Sadece özel sektör değil, tüm öğretmenlerin yaşadıkları sorunların sorumlusu ve aslında denetçisi olması gereken milli eğitim sisteminin öğretmenleri en başta bu düzene mecbur bırakan hatta bu düzen içinden asla çıkmamasını sağlayan asıl mekanizma olduğunu öne süren İnan, “Türkiye’de yıllardır her alan egemen sınıfların elinde sermayeyi odak alır halde şirketleştirilirken eğitim bunların en yakıcı alanlarından biri haline geldi. Sınav sistemleri, eğitim koşulları, müfredatlar konusunda hali hazırda epeyce kendini belli eden bu sistem öğretmenleri sermaye odaklarının sömürü oyuncağı haline getirmekten hiç çekinmedi.
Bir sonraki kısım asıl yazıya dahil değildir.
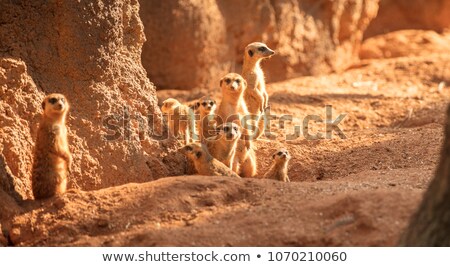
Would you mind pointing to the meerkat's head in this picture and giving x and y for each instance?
(229, 130)
(194, 151)
(281, 156)
(169, 105)
(233, 84)
(256, 51)
(206, 105)
(55, 106)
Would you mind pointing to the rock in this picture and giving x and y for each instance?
(206, 39)
(405, 43)
(410, 14)
(90, 52)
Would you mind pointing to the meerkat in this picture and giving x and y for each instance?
(52, 159)
(278, 169)
(181, 119)
(223, 145)
(256, 97)
(204, 163)
(205, 108)
(232, 107)
(245, 159)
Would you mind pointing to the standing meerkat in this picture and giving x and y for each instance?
(223, 145)
(245, 159)
(205, 107)
(278, 169)
(256, 97)
(52, 159)
(232, 107)
(180, 118)
(204, 163)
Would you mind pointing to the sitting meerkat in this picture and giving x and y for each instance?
(278, 169)
(204, 163)
(256, 97)
(52, 159)
(205, 107)
(232, 107)
(223, 145)
(245, 159)
(180, 118)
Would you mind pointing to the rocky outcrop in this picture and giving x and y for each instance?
(410, 14)
(205, 39)
(89, 51)
(405, 43)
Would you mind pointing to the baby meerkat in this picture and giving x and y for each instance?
(223, 145)
(52, 159)
(245, 159)
(205, 107)
(256, 97)
(204, 163)
(232, 107)
(180, 118)
(278, 169)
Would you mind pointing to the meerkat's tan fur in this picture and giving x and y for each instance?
(279, 168)
(52, 159)
(232, 107)
(255, 96)
(223, 145)
(205, 108)
(245, 159)
(204, 163)
(180, 118)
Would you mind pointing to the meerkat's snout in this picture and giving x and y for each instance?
(230, 130)
(208, 104)
(282, 154)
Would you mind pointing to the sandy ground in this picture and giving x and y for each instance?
(357, 191)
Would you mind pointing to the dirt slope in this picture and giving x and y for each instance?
(355, 191)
En basit haliyle temel haklarımızı talep ettiğimiz, kamu çalışanlarıyla eşit özlük haklarını istediğimiz, mobbingin, cinsiyetçiliğin, homofobinin olmadığı bir sistem istiyoruz dediğimiz bir durum aslında bu” şeklinde konuştu.
“KPSS SKANDALI HAK İHLALLERİNİ BİR KEZ DAHA GÖSTERDİ”
Son KPSS skandalı sonrası öğretmenlerin henüz mesleğe adım atarken dahi yaşadığı eşitsizlik ve hak ihlallerinin kendini bir kez daha gösterdiğini vurgulayan İnan, tüm öğretmenleri 30 Ağustos’ta mücadeleye destek vermeye çağırarak, şöyle devam etti: “30 Ağustos’ta Ankara’da olacağız çağrımız tüm bu hak mücadelelerini en yüksek perdeden duyurmak, mücadelemizi büyütmek ve en tabii olan haklarımızı elde etme yolunda önemli eşiklerden bir tanesi. Eğitim sistemini bu denli özelleştiren, sermayeye ve kişisel çıkarlara oyuncak eden, öğretmenleri sömürmenin yollarını kendilerine yöntem edinen, siz kölesiniz diyen bu düzene karşı birlikte güçlüyüz diyoruz. Patronların ve onların sırtını sıvazlayanların karşısında örgütlü gücümüzle varız. Tüm meslektaşlarımızı 30 Ağustos’ta bu sese destek olmaya omuz vermeye çağırıyoruz. Bu çarkları bozmak, bize dayatılanlar karşısında durmak bizim görevimiz. Birlikte mücadele ediyorsak elbet birlikte kazanacağız.”